Over the years, I have been monitoring the analytics software market with a quite simple requirement: I am (still) looking for a tool to let me generate full data pipelines quickly from a browser with the least amount of code. As an analyst, I don’t have the luxury of time that developers and data scientists have, I need to crank out pipelines quickly and can’t waste my clients’ time futzing with a Command Line Interface. A nice UI makes the documentation of a complex process much easier. I also want the ability to look at the actual data at each stage while I develop a long process, without having to devise each time a fancy query just for testing. Last but not least, I need frictionless provisioning and deployment, à la Snowflake: just sign up on a webpage and start using without having to summon any AWS engineers nor other IT / Dev Ops rare resource. Believe it or not, that market is still up for grab, as I haven’t found a decent solution yet. All the products I tried have significant flaws. Here are a few, I have evaluated:
- Alteryx Designer Cloud
- Fivetran
- SnapLogic
- Dell Boomi
- DBT Cloud
- Matillion
- Denodo
- Paxata
- Pentaho
- Rivery
- Unifi
- Xplenty
- Lyftron
- Prophecy
- Getlore
- Domo Magic ETL
- Dataiku
- Tableau Prep
- Databricks Delta Lake
I would say the ones coming closer to that vision are Matillion, Dataiku and Domo in its recent iterations with Magic ETL. All the others fail, in their current state, by being too expensive, too limited or way too complex (looking at you Delta Lake). There is still room for new entrants as this market segment is far from being satisfied. Analysts are usually happy to pay within reason for solutions that boost their productivity.
I have been paying close attention to the solutions available, monitoring fairly easily the relevant ones going to market with Snowflake, through their Partner Connect awesome feature. Yet, I recently came across one of those new entrants, a solution that is Snowflake centric, but not yet present on Snowflake Partner Connect, called Datameer. It offers what I deem a compelling positioning statement:
Working from a browser without having to install any application, nor patches, that is refreshing. Now, is Datameer delivering on the promise? Read on for my test of an early release…

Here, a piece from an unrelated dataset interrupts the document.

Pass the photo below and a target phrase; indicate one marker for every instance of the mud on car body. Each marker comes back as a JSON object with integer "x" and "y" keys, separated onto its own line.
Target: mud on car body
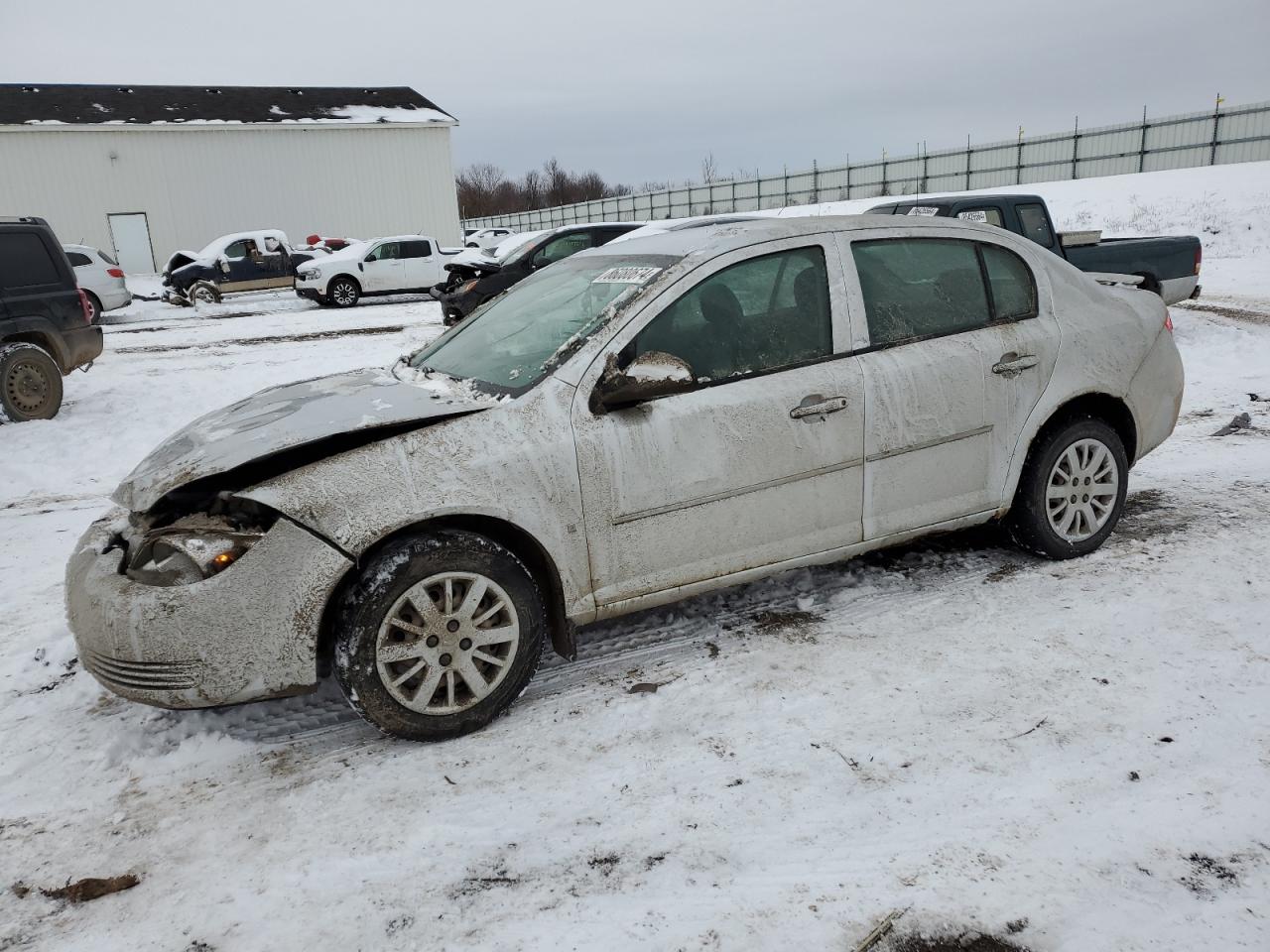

After inputting Snowflake credentials, Datameer offers a quite polished UI that lets you explore the Snowflake content you have access to. A nice feature lets you easily upload CSV files into tables, without having to create the DML code for table definition:
Nonetheless, I have not been able to complete the load of the Superstore 2mb CSV… No error message… I suspect the job does not make use of the Internal Stage, despite Snowflake’s guidance, and therefore is very slow… To give you an idea of the UI, I built a very simple workflow:
Step 1: Select a transaction table, Orders from Superstore and select relevant columns:
Step 2: Perform a join with a master data table with Sales Reps tied to the sale Region. Note the nice join suggestion feature, which nailed it in this case:
Step 3; Add a formula to calculate line item price, with instant result view is pretty slick:
Step 4: Publish the workflow to Snowflake, which actually means generate SQL code to create a View in Snowflake:
Now checking in Snowflake what happened:
As you can see above, the generated SQL with its CTEs is pretty clean to read, contrary to what Alteryx INDB outputs. How about a button to display that SQL directly in the Datameer UI? At that point, you are limited to generate only views, but Tables should come soon, which will require some type of scheduler, even though this could also be done using Snowflake Tasks. Hopefully, the scheduling functions will make it faster to manage dependencies than Tasks do.
Here is a comparison with Alteryx INDB, which can only be done using Alteryx Designer Windows client at that point:
Then you can take that code and create your own view in Snowflake:
I really like that contrary to Alteryx INDB, you can insert SQL code at any step of the workflow, useful to repurpose existing code. As it is to be expected at such early stage of the product, I noticed some missing features. I hope they will get implemented soon:
- Formula does not support the LIKE SQL command, only the REGEXP_LIKE. Why is that? Can’t this be passed straight to Snowflake ? LIKE is more analyst friendly than the powerful, but often confounding Regex commands.
- No UNION function that I can tell.. This is a real bummer as those Unions take time to input in SQL… Alteryx and Domo have slick solutions to automate those Union operations…
- I wish also there were simplified Pivot/Unpivot functions, which are so common and time consuming in SQL for data prep.
- Window functions deserve their tool as well to facilitate their manipulation, as they come handy so often in data prep.